Hi Guys, Ok, im launching a new site that contains thousands of pages with unique content and images. I have spent a lot of time and money trying to create this content so i would like to try and protect it as best as possible. I have written some code that looks at the useragent of the visitor ... if the useragent is not in my list of 'agreed' useragents then i diplay them the page they are trying to see but i simply do NOT put anything in the source code. If the user is in my list of 'agreed' useragents they see the same page but with the content in the source file. Example: Mozilla/4.0 = display no source code googlebot = display the source code Both pages will be 100% the same in everyway but it just means i can hide the source code if the visitor is not a search engine spider (in my agreed list) If someone from google or yahoo was to manually look at the pages (if someone reported me) would i be looked apon as spamming? or would this technique be ok as both pages were the same?
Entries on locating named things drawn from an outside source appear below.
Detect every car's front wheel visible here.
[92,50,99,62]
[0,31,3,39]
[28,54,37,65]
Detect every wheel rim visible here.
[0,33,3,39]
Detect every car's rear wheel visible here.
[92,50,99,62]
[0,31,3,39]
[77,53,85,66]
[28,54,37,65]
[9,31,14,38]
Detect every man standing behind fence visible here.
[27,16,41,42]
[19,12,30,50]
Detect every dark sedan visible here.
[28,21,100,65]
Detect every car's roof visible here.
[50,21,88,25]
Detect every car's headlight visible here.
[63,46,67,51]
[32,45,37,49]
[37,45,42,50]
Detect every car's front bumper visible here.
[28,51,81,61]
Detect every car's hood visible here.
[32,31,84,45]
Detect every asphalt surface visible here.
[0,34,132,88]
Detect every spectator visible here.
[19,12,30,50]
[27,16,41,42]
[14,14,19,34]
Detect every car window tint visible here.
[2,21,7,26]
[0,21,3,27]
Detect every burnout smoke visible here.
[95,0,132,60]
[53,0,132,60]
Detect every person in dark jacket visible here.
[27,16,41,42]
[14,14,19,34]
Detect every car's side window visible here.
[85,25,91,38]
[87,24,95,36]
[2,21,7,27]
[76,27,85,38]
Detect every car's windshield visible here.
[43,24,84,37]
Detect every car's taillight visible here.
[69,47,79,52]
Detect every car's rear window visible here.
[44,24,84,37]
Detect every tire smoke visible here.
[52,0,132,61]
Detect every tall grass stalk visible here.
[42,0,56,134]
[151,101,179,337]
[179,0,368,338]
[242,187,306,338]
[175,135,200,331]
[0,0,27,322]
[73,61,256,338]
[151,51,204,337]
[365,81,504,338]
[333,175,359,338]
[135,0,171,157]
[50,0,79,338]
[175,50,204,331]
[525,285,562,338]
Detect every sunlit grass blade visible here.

It's a waste of time, if you gave me the URL i bet i could scrape your content anyway. People can fake their useragent to appear to be Google bot, or i've even got a simple that does that. So personally i would scrap the idea.
Yeah i know its not 100% but it just makes me feel better knowing not every scumbag will be able to steal my stuff. just wondering if the SE will class it as a form of cloaking?
So long as you arn't delivering different content to humans and spiders to manipulate rankings you will be ok. I've used Useragent, Browser and IP detection and delivery methods numerous times without problems.
Hi darrens In my opinion it is not a spamming but I think you are going in the right way. you should not permit the user agents to whom you dont want to crawl your site. so the bandwidth of the site also will not be increased. In your site there may be many folders like images folder, bin.... and so on. so you should also avoid that folders that means you have to specify them in the "robots.txt" file so that they should not crawl by the crawler
I dont think its spamming, but whats to stop a user from just saving your webpages and getting your content that way? You can't prevent that.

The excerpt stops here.